Here are a few of the reasons your job may be running slowly:

  • Your job has exceeded available physical memory and is swapping to disk. This is always a bad thing in an HPC environment as it can slow down your job dramatically. Either cut down on memory usage, request more memory, or spread a parallel job out over more nodes.
  • Your job isn’t using all the nodes and/or cores you intended it to use. This is usually a problem with your batch script.
  • Your job is spawning more threads than the number of cores you requested. Context switching involves enough overhead to slow your job.
  • You are doing too much I/O to the network file servers (home and project directories), or you are doing an excessive number of small I/O operations to the parallel file server. An I/O-bound program will suffer severe slowdowns with improperly configured I/O.
  • You didn’t optimize your program sufficiently.
  • You got unlucky and are being hurt by someone else’s misbehaving job. As much as we try to isolate jobs from each other, sometimes a job can cause system-level problems. If you have run your job before and know that it usually runs faster, OSC staff can check for problems.

Someone deleted my job!

If your job is misbehaving, it may be necessary for OSC staff to delete it. Common problems are using up all the virtual memory on a node or performing excessive I/O to a network file server. If this happens you will be contacted by OSC Help with an explanation of the problem and suggestions for fixing it. We appreciate your cooperation in this situation because, much as we try to prevent it, one user’s jobs can interfere with the operation of the system.

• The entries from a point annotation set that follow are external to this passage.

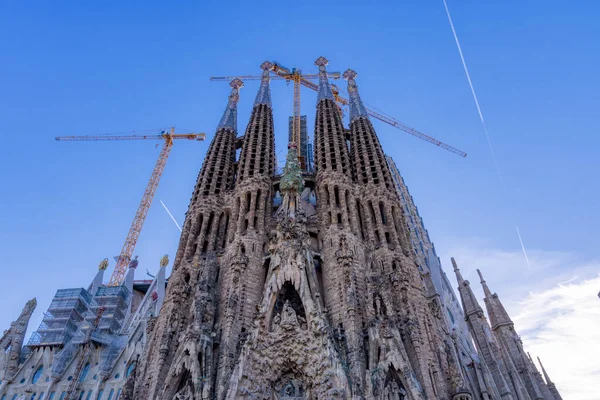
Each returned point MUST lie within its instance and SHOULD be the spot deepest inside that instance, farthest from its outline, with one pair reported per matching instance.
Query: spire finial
(324, 86)
(291, 179)
(480, 276)
(546, 377)
(459, 277)
(164, 261)
(264, 92)
(103, 265)
(229, 119)
(486, 289)
(357, 108)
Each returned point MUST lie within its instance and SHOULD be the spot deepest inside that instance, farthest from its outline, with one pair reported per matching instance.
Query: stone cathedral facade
(294, 286)
(322, 299)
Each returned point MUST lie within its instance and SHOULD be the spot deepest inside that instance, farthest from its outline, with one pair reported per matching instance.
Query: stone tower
(11, 343)
(305, 286)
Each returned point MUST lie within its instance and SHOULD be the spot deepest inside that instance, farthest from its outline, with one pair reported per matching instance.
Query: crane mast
(118, 275)
(124, 257)
(85, 354)
(300, 79)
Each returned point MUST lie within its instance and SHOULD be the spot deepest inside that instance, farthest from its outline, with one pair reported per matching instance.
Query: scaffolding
(63, 318)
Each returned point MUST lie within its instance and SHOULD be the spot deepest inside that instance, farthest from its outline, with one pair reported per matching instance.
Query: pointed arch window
(37, 374)
(84, 373)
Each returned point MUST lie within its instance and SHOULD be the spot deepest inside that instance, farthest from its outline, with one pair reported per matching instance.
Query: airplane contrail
(462, 58)
(171, 215)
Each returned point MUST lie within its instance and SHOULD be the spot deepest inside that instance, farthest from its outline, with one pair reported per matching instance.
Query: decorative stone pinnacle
(237, 83)
(321, 61)
(164, 261)
(480, 276)
(103, 265)
(266, 66)
(350, 74)
(454, 263)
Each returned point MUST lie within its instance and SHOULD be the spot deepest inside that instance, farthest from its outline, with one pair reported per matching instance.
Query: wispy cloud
(554, 305)
(562, 326)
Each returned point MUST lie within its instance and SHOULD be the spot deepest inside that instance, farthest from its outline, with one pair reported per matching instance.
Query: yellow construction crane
(140, 216)
(285, 73)
(296, 76)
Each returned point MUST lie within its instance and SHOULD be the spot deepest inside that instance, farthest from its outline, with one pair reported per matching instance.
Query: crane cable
(487, 135)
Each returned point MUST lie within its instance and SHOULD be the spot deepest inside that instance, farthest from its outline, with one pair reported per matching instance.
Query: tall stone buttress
(344, 275)
(182, 341)
(506, 379)
(243, 273)
(402, 302)
(504, 330)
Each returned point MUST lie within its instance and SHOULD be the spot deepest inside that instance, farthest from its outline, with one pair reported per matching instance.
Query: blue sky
(77, 68)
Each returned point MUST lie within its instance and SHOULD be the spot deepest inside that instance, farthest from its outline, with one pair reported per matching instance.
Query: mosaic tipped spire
(357, 108)
(324, 86)
(546, 376)
(264, 92)
(291, 179)
(496, 311)
(229, 118)
(470, 303)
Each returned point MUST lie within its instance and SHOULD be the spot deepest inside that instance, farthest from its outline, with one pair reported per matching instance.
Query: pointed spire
(130, 274)
(264, 92)
(291, 179)
(470, 303)
(551, 386)
(229, 119)
(324, 86)
(546, 377)
(459, 277)
(357, 108)
(486, 289)
(97, 282)
(495, 308)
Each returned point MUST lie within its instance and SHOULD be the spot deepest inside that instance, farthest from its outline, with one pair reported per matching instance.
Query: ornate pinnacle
(229, 118)
(237, 83)
(134, 263)
(103, 265)
(321, 62)
(350, 74)
(264, 92)
(480, 276)
(266, 66)
(357, 108)
(324, 87)
(291, 179)
(164, 261)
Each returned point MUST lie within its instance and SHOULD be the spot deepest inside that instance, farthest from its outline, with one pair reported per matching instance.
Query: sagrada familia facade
(291, 286)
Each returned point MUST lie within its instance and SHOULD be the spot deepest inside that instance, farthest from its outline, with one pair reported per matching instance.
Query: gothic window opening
(84, 373)
(37, 374)
(248, 199)
(393, 387)
(372, 211)
(257, 202)
(288, 310)
(360, 219)
(289, 387)
(185, 388)
(382, 212)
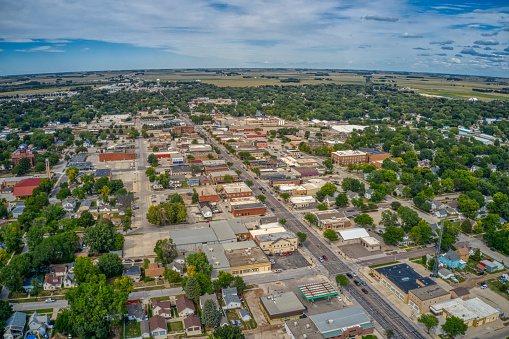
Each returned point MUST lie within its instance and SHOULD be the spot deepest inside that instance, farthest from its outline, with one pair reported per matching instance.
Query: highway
(378, 309)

Occasionally a problem not caused by your job will cause an unrecoverable situation and your job will have to be deleted. You will be contacted if this happens.

Why can’t I delete my job?

If you can’t delete your job, it usually means a node your job was running on has crashed and the job is no longer running. OSC staff will delete the job.

My job is stuck.

There are multiple reasons that your job may appear to be stuck. If a node that your job is running on crashes, your job may remain in the running job queue long after it should have finished. In this case you will be contacted by OSC and will probably have to resubmit your job.

If you conclude that your job is stuck based on what you see in the slurm output file, it’s possible that the problem is an illusion. This comment applies primarily to code you develop yourself. If you print progress information, for example, “Input complete” and “Setup complete”, the output may be buffered for efficiency, meaning it’s not written to disk immediately, so it won’t show up. To have it written immediate, you’ll have to flush the buffer; most programming languages provide a way to do this.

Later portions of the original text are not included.